For 40 years, Washington’s policy of strategic ambiguity has helped deter a Chinese invasion of Taiwan. As Beijing ramps up its rhetoric, is that subtle diplomatic posture still fit for purpose?

What is strategic ambiguity?

It’s a guessing game. Officially, the U.S. won’t commit to defending or discarding Taiwan during any invasion by China. 

“We do not say that we will come to Taiwan’s defense, and we don’t say that we won’t come to Taiwan’s defense,” says David Sacks, a research fellow at the Council on Foreign Relations.

How did it become U.S. policy?

During the Chinese Civil War, the United States backed the losing side, the Nationalists, who fled to Taiwan and set up the Republic of China there.

Mao Zedong repeatedly threatened to “liberate” Taiwan and bombed islands off its coast. Nationalist leader Chiang Kai-shek wanted U.S. support to “rescue” the mainland. 

Meanwhile, the U.S. wanted to avoid war, says Dennis V. Hickey, a professor emeritus* at Missouri State University. America didn’t help Chiang attack the mainland, but it did sign a mutual defense treaty with Taiwan in 1954.

That treaty lapsed in 1979, when the U.S. switched its diplomatic recognition from Taiwan to the Communist government in Beijing, and Congress enacted the Taiwan Relations Act. Strategic ambiguity was born.

The U.S. has two obligations to Taiwan under the Taiwan Relations Act: to sell it arms and to maintain the capacity to protect the island. In essence, it doesn’t have to defend Taiwan, but it can.

“The assumption is that China will continue to assume that the United States will come to Taiwan’s defense and it will plan accordingly. Given that variable, China will continue to decide that force is not its best bet,” says Mr. Sacks.  

At the same time, the ambiguity deterred Taiwan from declaring independence, which would have angered China, and risked a war without U.S. support.

Why do some in Congress want it to end?

Strategic ambiguity has kept the peace so far, but a smattering of voices on both sides of the aisle on Capitol Hill, including Republican Sen. Thom Tillis of North Carolina, a member of the Senate Armed Services Committee, think that a clearer U.S. commitment to Taiwan would work better in the future. “I think that removing the ambiguity would be good,” Senator Tillis said recently at Politico’s Defense Forum. 

He and some of his colleagues believe U.S. policy should be a more active deterrent, given that an increasingly powerful China is running more and more military exercises in Taiwan’s airspace and has grown more aggressive in its rhetoric. 

“In the past, Chinese leaders have said that they would engage in strategic patience, and they didn’t have a timeline for reuniting Taiwan with the mainland,” says Peter Mansoor, chair in military history at The Ohio State University.

But not Xi Jinping.
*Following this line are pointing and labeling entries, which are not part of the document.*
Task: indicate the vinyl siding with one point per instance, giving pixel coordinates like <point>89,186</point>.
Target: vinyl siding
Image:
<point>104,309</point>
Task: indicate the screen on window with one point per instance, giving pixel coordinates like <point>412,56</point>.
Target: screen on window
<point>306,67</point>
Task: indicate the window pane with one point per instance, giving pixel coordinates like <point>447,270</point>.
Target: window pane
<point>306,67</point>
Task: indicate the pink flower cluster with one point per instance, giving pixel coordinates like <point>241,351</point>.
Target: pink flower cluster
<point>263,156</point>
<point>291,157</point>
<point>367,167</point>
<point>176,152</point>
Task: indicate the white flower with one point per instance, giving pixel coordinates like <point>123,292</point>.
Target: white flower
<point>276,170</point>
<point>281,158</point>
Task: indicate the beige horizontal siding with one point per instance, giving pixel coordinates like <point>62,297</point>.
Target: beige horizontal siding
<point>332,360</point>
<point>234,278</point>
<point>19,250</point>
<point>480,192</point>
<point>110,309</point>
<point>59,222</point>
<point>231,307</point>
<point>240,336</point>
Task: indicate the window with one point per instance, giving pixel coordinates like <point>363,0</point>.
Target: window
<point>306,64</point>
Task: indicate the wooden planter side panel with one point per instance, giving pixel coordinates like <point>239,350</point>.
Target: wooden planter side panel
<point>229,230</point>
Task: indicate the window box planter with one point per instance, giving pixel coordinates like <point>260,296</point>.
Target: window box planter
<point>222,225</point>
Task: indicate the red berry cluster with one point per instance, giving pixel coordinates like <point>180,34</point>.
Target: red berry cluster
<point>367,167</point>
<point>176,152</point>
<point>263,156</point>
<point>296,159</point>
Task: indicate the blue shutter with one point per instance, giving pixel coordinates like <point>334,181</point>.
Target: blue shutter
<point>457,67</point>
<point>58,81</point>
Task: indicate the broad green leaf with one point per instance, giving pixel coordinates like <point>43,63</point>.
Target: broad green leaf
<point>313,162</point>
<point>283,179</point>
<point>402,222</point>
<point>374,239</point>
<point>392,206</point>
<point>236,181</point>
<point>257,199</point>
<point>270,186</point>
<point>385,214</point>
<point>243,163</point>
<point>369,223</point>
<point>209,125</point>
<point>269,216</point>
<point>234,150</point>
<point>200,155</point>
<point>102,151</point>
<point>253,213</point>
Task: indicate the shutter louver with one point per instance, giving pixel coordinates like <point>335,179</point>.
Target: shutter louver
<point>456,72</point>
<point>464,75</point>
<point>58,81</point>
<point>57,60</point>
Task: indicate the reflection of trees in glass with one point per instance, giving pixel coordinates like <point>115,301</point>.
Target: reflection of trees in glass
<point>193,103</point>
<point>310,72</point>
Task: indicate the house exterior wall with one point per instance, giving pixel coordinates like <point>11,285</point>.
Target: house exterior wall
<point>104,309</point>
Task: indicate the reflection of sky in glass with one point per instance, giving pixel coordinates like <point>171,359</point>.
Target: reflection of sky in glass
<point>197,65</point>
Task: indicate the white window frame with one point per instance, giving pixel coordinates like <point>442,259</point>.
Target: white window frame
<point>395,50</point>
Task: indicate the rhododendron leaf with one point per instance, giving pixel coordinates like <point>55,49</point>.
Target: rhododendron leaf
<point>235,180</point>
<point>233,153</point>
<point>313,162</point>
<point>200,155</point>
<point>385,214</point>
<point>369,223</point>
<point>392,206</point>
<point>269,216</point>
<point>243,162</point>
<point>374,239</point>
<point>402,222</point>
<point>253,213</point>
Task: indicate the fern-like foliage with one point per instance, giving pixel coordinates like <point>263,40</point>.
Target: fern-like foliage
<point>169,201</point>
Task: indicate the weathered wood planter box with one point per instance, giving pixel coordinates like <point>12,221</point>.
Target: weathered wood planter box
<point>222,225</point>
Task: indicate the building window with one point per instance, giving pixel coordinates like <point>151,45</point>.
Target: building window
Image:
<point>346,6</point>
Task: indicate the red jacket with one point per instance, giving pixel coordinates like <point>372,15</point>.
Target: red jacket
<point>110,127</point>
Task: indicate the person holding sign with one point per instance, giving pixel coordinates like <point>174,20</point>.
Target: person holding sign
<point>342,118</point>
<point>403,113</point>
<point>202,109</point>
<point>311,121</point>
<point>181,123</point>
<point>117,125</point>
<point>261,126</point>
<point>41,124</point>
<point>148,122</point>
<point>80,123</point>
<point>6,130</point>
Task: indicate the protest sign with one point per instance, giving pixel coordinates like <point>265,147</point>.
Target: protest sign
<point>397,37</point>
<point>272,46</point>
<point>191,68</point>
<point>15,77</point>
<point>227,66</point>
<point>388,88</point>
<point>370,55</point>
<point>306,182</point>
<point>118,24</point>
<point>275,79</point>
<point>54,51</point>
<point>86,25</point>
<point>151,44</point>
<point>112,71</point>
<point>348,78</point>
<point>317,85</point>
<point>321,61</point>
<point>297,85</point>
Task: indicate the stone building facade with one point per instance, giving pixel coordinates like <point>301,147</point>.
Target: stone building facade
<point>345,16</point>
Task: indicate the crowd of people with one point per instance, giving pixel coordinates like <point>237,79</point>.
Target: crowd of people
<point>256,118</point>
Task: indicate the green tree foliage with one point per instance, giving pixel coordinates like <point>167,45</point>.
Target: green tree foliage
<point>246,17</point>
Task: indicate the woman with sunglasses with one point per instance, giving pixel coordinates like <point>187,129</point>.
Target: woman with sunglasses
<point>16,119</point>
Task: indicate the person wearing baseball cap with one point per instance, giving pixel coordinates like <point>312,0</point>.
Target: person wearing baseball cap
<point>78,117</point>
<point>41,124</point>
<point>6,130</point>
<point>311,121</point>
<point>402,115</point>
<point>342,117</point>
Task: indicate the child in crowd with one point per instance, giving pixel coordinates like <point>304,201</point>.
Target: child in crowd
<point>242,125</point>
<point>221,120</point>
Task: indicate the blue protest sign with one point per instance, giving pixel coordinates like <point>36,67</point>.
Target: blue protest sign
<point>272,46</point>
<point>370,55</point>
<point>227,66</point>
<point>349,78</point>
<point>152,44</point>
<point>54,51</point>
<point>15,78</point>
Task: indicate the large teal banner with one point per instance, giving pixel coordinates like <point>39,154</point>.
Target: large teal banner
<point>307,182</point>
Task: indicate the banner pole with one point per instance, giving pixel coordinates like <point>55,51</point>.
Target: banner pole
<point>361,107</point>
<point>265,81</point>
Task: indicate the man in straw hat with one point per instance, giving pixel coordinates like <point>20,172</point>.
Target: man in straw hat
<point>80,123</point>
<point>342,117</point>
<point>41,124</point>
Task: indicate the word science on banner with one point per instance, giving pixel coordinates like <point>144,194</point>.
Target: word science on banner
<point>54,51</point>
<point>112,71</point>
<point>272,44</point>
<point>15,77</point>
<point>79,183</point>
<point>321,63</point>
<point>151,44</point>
The Chinese leader has said he wants reunification while he is in office, and China’s growing military prowess raises the chances he might try to achieve that. 

The U.S. has three options, says Professor Mansoor. The least likely is that it could leave Taiwan on its own. Or Washington could officially commit to defending Taiwan, and risk involvement in a war. Or it could continue with strategic ambiguity.

Professors Mansoor and Hickey support the third path, increasing arms sales, cooperating with local allies, and training Taiwan’s military. The Taiwan Strait may be especially tense now, says Professor Hickey, but it’s been worse before. Relations there are fragile, he points out, and require careful management. 

“You’re taking a policy that has worked well, and deterred both sides from making trouble for decades, and you’re going to change that,” says Professor Hickey. “I think that’s pretty risky.”

Editor's note: This article has been updated Dennis V. Hickey's current status at Missouri State University. He is a professor emeritus.